Minister obrony Finlandii Antti Kaikkonen ocenił w poniedziałek, że w najlepszym przypadku jego kraj stanie się pełnoprawnym członkiem NATO do końca roku. Jak dodał, fińskie władze oczekują, że Turcja ratyfikuje członkostwo Finlandii w Sojuszu Północnoatlantyckim. - Im szybciej, tym lepiej - powiedział.
Według szefa resortu obrony Finlandia od lat utrwalała współpracę i zgodność z systemami NATO. - Można by rzec, że nie pozostaje nic innego, jak tylko podłączyć wtyczkę - powiedział Antti Kaikkonen podczas oficjalnego otwarcia kursu obrony narodowej organizowanego cyklicznie przez siły zbrojne od ponad 60 lat.
Dodał, że szybki proces dołączenia do NATO to dla fińskiej obronności "największa zmiana" od czasu II wojny światowej, a zimą i wiosną tego roku, czyli po ataku Rosji na Ukrainę, stało się jasne, że jest to "jedyny, logiczny i wiarygodny sposób podniesienia progu zbrojnej agresji" dla wroga.
"Oczekujemy, że Turcja ratyfikuje nasze członkostwo"

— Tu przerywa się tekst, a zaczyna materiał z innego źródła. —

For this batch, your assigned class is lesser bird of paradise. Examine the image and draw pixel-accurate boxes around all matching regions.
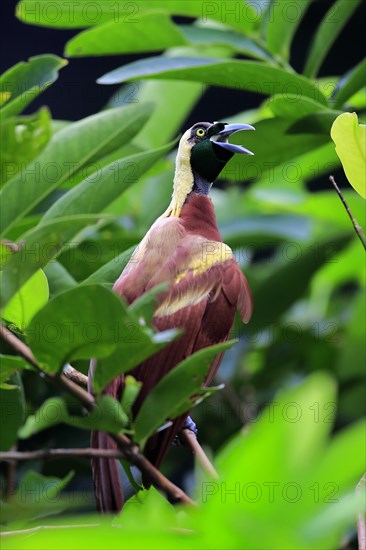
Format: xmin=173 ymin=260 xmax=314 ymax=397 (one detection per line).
xmin=89 ymin=122 xmax=254 ymax=512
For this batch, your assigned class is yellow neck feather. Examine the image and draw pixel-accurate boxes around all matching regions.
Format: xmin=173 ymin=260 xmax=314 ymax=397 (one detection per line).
xmin=160 ymin=130 xmax=194 ymax=218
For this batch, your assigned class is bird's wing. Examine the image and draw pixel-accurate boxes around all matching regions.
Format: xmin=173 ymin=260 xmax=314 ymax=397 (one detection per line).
xmin=93 ymin=223 xmax=252 ymax=506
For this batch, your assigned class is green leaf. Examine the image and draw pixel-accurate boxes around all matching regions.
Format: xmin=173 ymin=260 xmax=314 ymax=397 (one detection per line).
xmin=267 ymin=94 xmax=327 ymax=120
xmin=130 ymin=74 xmax=203 ymax=149
xmin=41 ymin=143 xmax=173 ymax=224
xmin=1 ymin=269 xmax=49 ymax=331
xmin=331 ymin=113 xmax=366 ymax=199
xmin=304 ymin=0 xmax=361 ymax=78
xmin=44 ymin=260 xmax=77 ymax=295
xmin=0 ymin=372 xmax=25 ymax=451
xmin=0 ymin=107 xmax=52 ymax=184
xmin=93 ymin=330 xmax=179 ymax=393
xmin=16 ymin=0 xmax=258 ymax=34
xmin=0 ymin=55 xmax=67 ymax=119
xmin=0 ymin=215 xmax=103 ymax=308
xmin=0 ymin=105 xmax=152 ymax=238
xmin=1 ymin=471 xmax=75 ymax=526
xmin=220 ymin=214 xmax=311 ymax=250
xmin=194 ymin=372 xmax=364 ymax=549
xmin=129 ymin=283 xmax=168 ymax=325
xmin=134 ymin=341 xmax=234 ymax=443
xmin=98 ymin=56 xmax=326 ymax=104
xmin=27 ymin=285 xmax=132 ymax=372
xmin=248 ymin=233 xmax=352 ymax=332
xmin=332 ymin=59 xmax=366 ymax=109
xmin=266 ymin=0 xmax=312 ymax=59
xmin=0 ymin=354 xmax=27 ymax=385
xmin=288 ymin=110 xmax=341 ymax=136
xmin=83 ymin=246 xmax=135 ymax=284
xmin=18 ymin=395 xmax=128 ymax=439
xmin=121 ymin=374 xmax=142 ymax=419
xmin=178 ymin=23 xmax=273 ymax=61
xmin=65 ymin=12 xmax=187 ymax=57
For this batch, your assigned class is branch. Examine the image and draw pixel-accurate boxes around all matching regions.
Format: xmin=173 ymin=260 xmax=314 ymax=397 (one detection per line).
xmin=0 ymin=448 xmax=124 ymax=462
xmin=0 ymin=325 xmax=195 ymax=506
xmin=64 ymin=365 xmax=219 ymax=479
xmin=329 ymin=176 xmax=366 ymax=250
xmin=179 ymin=429 xmax=219 ymax=479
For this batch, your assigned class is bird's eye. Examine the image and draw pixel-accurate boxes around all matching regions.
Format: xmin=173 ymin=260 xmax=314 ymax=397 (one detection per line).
xmin=196 ymin=128 xmax=206 ymax=137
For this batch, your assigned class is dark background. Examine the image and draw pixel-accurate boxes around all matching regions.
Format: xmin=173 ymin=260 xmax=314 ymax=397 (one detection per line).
xmin=0 ymin=0 xmax=366 ymax=124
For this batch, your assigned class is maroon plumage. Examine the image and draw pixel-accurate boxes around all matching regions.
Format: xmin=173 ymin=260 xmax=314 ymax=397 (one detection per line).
xmin=91 ymin=121 xmax=252 ymax=511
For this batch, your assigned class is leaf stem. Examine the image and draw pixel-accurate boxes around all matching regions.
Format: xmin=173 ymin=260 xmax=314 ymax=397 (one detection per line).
xmin=329 ymin=176 xmax=366 ymax=250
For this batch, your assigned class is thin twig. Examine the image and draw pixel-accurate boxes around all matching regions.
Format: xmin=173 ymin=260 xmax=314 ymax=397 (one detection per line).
xmin=0 ymin=325 xmax=195 ymax=506
xmin=179 ymin=429 xmax=219 ymax=479
xmin=356 ymin=473 xmax=366 ymax=550
xmin=0 ymin=448 xmax=124 ymax=462
xmin=63 ymin=365 xmax=88 ymax=387
xmin=329 ymin=176 xmax=366 ymax=250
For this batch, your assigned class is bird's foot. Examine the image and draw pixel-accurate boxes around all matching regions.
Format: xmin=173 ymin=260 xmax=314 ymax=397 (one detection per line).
xmin=172 ymin=416 xmax=198 ymax=447
xmin=182 ymin=416 xmax=198 ymax=435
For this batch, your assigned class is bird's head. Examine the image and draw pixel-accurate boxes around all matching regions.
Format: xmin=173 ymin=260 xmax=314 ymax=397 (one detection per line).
xmin=163 ymin=122 xmax=254 ymax=216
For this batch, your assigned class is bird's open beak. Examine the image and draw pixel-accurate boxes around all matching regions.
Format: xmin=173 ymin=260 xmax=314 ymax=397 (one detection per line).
xmin=210 ymin=124 xmax=255 ymax=155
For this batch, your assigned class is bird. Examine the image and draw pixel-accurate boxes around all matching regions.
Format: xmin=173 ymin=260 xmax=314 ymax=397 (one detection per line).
xmin=89 ymin=122 xmax=254 ymax=512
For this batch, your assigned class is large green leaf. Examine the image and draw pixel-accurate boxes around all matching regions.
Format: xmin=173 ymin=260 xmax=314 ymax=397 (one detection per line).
xmin=83 ymin=246 xmax=135 ymax=284
xmin=129 ymin=47 xmax=219 ymax=148
xmin=27 ymin=285 xmax=175 ymax=380
xmin=331 ymin=113 xmax=366 ymax=199
xmin=1 ymin=269 xmax=49 ymax=331
xmin=178 ymin=23 xmax=273 ymax=61
xmin=0 ymin=354 xmax=26 ymax=387
xmin=65 ymin=12 xmax=187 ymax=57
xmin=41 ymin=143 xmax=173 ymax=224
xmin=0 ymin=55 xmax=67 ymax=119
xmin=304 ymin=0 xmax=361 ymax=78
xmin=288 ymin=109 xmax=342 ymax=136
xmin=0 ymin=105 xmax=152 ymax=238
xmin=98 ymin=57 xmax=326 ymax=104
xmin=266 ymin=0 xmax=312 ymax=59
xmin=18 ymin=395 xmax=128 ymax=439
xmin=93 ymin=328 xmax=179 ymax=393
xmin=332 ymin=58 xmax=366 ymax=109
xmin=134 ymin=341 xmax=234 ymax=443
xmin=16 ymin=0 xmax=258 ymax=33
xmin=1 ymin=470 xmax=75 ymax=527
xmin=0 ymin=107 xmax=52 ymax=184
xmin=0 ymin=215 xmax=104 ymax=308
xmin=203 ymin=373 xmax=364 ymax=549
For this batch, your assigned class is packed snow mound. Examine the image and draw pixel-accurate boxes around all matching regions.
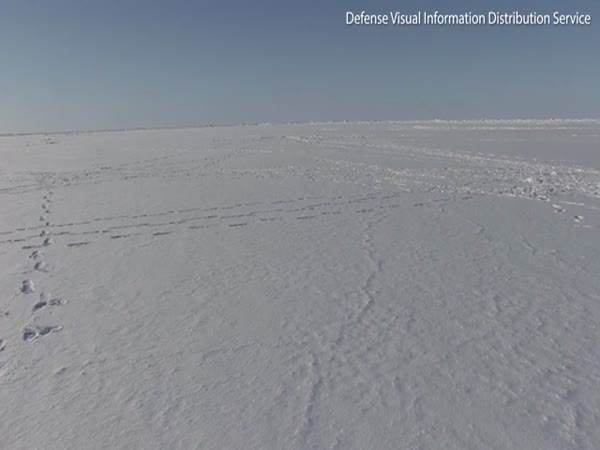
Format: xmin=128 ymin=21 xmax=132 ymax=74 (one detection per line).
xmin=0 ymin=120 xmax=600 ymax=449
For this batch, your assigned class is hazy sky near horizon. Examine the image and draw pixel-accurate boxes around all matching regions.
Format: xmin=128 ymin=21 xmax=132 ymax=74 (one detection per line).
xmin=0 ymin=0 xmax=600 ymax=132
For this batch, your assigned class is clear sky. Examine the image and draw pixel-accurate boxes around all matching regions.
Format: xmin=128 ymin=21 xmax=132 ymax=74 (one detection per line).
xmin=0 ymin=0 xmax=600 ymax=132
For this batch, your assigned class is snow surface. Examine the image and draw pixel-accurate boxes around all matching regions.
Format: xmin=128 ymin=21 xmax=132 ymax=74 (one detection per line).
xmin=0 ymin=120 xmax=600 ymax=449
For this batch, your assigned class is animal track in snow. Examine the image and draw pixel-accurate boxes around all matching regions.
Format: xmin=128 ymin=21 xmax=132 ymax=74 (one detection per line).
xmin=67 ymin=241 xmax=91 ymax=247
xmin=21 ymin=280 xmax=35 ymax=294
xmin=23 ymin=325 xmax=62 ymax=342
xmin=33 ymin=261 xmax=48 ymax=272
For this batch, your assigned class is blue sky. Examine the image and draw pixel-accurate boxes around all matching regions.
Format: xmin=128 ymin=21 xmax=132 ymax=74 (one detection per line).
xmin=0 ymin=0 xmax=600 ymax=132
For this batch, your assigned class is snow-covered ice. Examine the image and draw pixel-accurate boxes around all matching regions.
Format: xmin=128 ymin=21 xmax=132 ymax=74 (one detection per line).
xmin=0 ymin=120 xmax=600 ymax=449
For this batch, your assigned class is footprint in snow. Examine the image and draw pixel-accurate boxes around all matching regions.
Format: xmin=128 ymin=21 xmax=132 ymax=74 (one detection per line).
xmin=21 ymin=280 xmax=35 ymax=294
xmin=32 ymin=292 xmax=67 ymax=312
xmin=33 ymin=261 xmax=48 ymax=272
xmin=23 ymin=325 xmax=62 ymax=342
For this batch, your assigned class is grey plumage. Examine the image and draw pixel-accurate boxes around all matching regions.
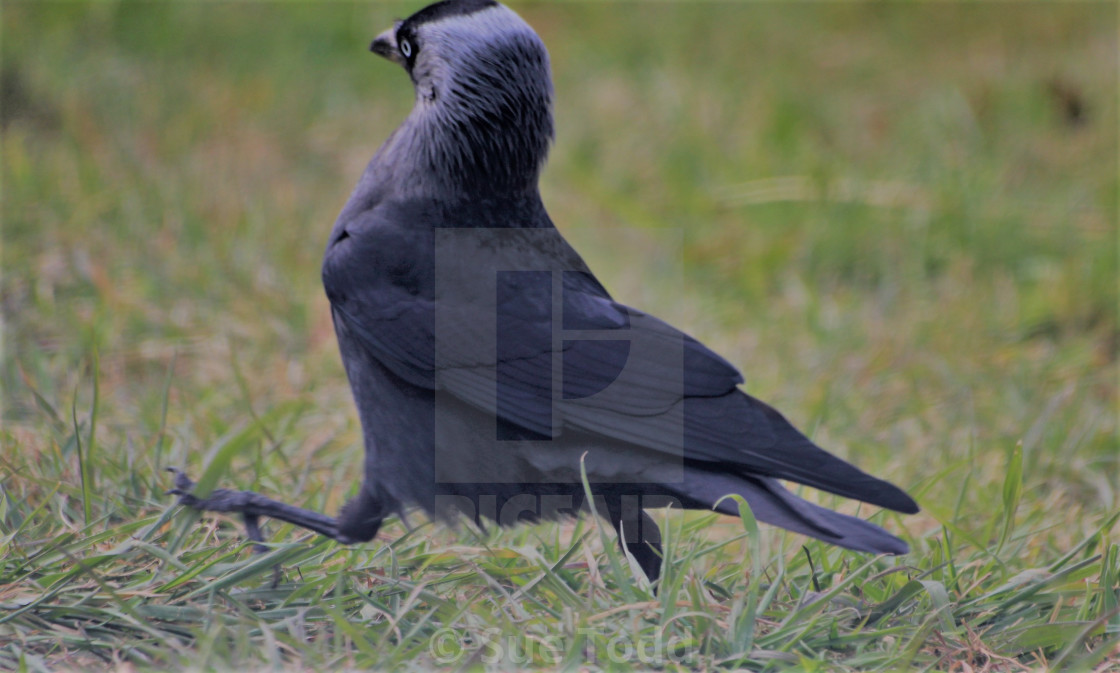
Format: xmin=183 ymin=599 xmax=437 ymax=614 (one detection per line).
xmin=172 ymin=0 xmax=917 ymax=579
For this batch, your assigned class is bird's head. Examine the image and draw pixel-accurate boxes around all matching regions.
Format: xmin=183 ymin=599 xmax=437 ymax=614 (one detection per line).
xmin=370 ymin=0 xmax=552 ymax=197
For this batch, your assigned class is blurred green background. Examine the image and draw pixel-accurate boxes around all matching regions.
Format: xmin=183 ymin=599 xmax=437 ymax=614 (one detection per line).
xmin=0 ymin=0 xmax=1120 ymax=667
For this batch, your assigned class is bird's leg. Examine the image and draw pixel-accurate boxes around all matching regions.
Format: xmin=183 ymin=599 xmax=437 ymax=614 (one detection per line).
xmin=167 ymin=467 xmax=340 ymax=539
xmin=608 ymin=506 xmax=662 ymax=593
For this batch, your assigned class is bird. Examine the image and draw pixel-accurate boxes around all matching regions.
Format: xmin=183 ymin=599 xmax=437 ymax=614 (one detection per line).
xmin=168 ymin=0 xmax=918 ymax=581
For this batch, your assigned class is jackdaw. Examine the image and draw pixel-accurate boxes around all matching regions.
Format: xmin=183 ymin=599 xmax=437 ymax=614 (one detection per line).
xmin=170 ymin=0 xmax=918 ymax=580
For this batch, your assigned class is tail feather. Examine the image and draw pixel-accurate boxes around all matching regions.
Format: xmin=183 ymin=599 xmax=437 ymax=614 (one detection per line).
xmin=674 ymin=468 xmax=909 ymax=554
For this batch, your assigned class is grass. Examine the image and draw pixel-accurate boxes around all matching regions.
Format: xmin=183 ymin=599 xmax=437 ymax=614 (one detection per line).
xmin=0 ymin=1 xmax=1120 ymax=671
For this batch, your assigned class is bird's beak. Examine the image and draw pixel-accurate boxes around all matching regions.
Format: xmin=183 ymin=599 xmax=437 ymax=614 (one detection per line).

Od czerwcowego szczytu w Madrycie, większość krajów NATO - 23 z 30 - ratyfikowało już członkostwo Finlandii i Szwecji w Sojuszu. Zakłada się, że ostatnim państwem, które to zrobi będzie Turcja.
- Postępujemy zgodnie z trójstronnym dokumentem przyjętym na szczycie w Madrycie. Oczekujemy, że Turcja ratyfikuje nasze członkostwo. Im szybciej, tym lepiej - powiedział minister Kaikkonen.
Rząd prezydenta Recepa Tayyipa Erdogana blokował rozpoczęcie negocjacji akcesyjnych z Finlandią i Szwecją. Ankara oficjalnie uzależniała zmianę swojego stanowiska od polityki Helsinek i Sztokholmu wobec organizacji uznawanych przez władze tureckie za terrorystyczne, w szczególności Kurdów tureckich mających dążenia separatystyczne.